Mısır ile bölgesel rekabetten yapıcı iş birliğine

Ö. Süleyman KILIÇARSLAN
Ö. Süleyman KILIÇARSLAN STRATEJİK ANALİZ suleyman.kılı[email protected]

Kadim tarihi, yüz milyonu aşan nüfusu, jeoekonomik zenginliğiyle en mühim Arap, İslam ve Afrika devleti olan Mısır’a Arap Baharı’nın rüzgârıyla ayaküstü uğra­yan iktidar değişiminin askeri müdahaley­le geri çevrilmesi, Türkiye ile ilişkileri de menfi yönde etkilemişti.

Ankara’nın dar­beye tepki vermesinden, Libya’daki nüfu­zundan ve Afrika’daki aktivizminden ra­hatsız olan Kahire’deki yeni yönetimin, Doğu Akdeniz’de Türkiye’nin çıkarları hi­lafına GKRY ile anlaşıp, Yunanistan ve İs­rail’i de yanına alarak Türkiye’yi darlama­yı öncelemesi ise ikili münasebetleri iyi­den iyiye germiş; Türkiye Doğu Akdeniz’de dışlandığı hidrokarbon girişimlerine karşı Libya ve KKTC ile deniz yetki alanlarını belirlerken, Mısır da Yunanistan ile ben­zer bir anlaşma yapmıştı.

Bilahare karşılaşılan jeopolitik geliş­meler ve mali güçlükler, ortak çıkarları gözetir şekilde rasyonel davranılmasını mümkün kılmış; Türkiye’nin 2020’den itibaren başlattığı Körfez ülkeleriyle ilişkileri normalleştirme stratejisinin önemli bir parçası olarak Mısır ile de iş birliği arayışları gündeme gelmişti.

Mı­sır’ın, yapısal sorunları ve bölgesel çatış­maların etkileri nedeniyle ciddi manada iktisadi zorluk çekmesi de bu sürece ze­min hazırladı. Zira Mısır açısından stra­tejik önem taşıyan Libya ve Doğu Akde­niz’in ekonomik ve siyasi vasatından ya­rarlanabilmenin yegâne yolu Türkiye ile yapıcı iş birliğinden geçer hale gelmiş; Afrika Boynuzu’ndaki krizlere çözüm bu­lunmasında da Ankara’nın kayda değer etkisinin olacağı artık idrak edilmişti.

Türk şirketlerinin üretim üssü

Bu süreç, Türkiye ve Mısır ekonomi­lerinin birbirlerini tamamlayıcı yönleri nedeniyle siyasi ilişkiler iyi değilken bi­le sürdürülebilirliği bir şekilde sağlanan ticaret ve yatırım bağlantılarını daha da güçlendirdi. İş gücü ve enerji maliyetleri­nin nispeten düşük olması ile vergi avan­tajları Mısır’ı, Türkiye açısından yalnız­ca ürünlerini satabileceği bir pazar ve Afrika’ya açılan kapı olmanın ötesinde, hayati bir üretim üssüne ve uluslararası pazarlara erişim noktasında bir köprüba­şına dönüştürdü.

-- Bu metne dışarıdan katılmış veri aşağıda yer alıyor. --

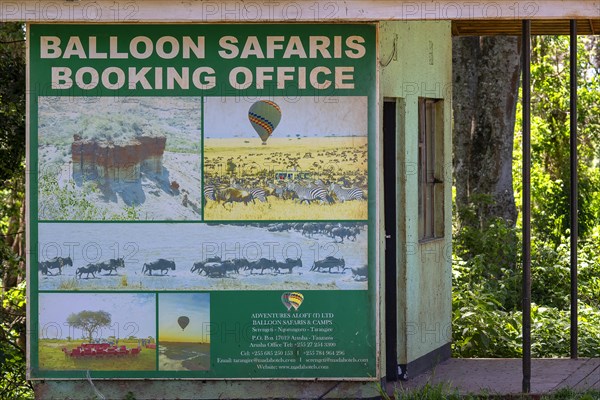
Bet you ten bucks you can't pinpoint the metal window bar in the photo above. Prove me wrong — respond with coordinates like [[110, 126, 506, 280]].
[[521, 20, 531, 393], [569, 20, 579, 359]]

Üç buçuk milyar dolara ulaşan Türk yatırımlarının ağırlık mer­kezini Kahire ve İskenderiye çevresinde yoğunlaşan tekstil üretimi oluştururken; Türk müteahhitlik firmaları çok sayıda projeye imza atar, Türk turizm şirketleri de etkin faaliyet gösterir hale geldi.

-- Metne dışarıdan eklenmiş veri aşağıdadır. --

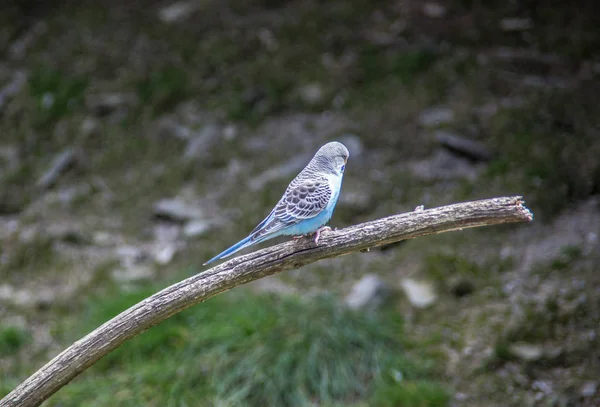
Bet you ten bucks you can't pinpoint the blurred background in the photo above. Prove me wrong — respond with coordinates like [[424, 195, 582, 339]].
[[0, 0, 600, 407]]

Bu kapsamda, Mısır’ın Türk endüstri­si için genişleme üssü olma konumunun önümüzdeki dönemde de devam etmesi, tekstil başta olmak üzere pek çok sektör­de faaliyet gösteren daha fazla firmanın üretimlerinin bir bölümünü Mısır’a kay­dırması olası görülüyor. Hızla artan nü­fusu ve tüketici pazarı, avantajlı coğrafi konumu ve büyüyen ekonomisiyle Tür­kiye için büyük fırsatlar sunan Mısır ile münasebetlerde savunma sanayi, tarım, turizm ve büyük ölçekli altyapı projeleri de daha fazla yatırım yapılabilecek alan­lar olarak öne çıkıyor.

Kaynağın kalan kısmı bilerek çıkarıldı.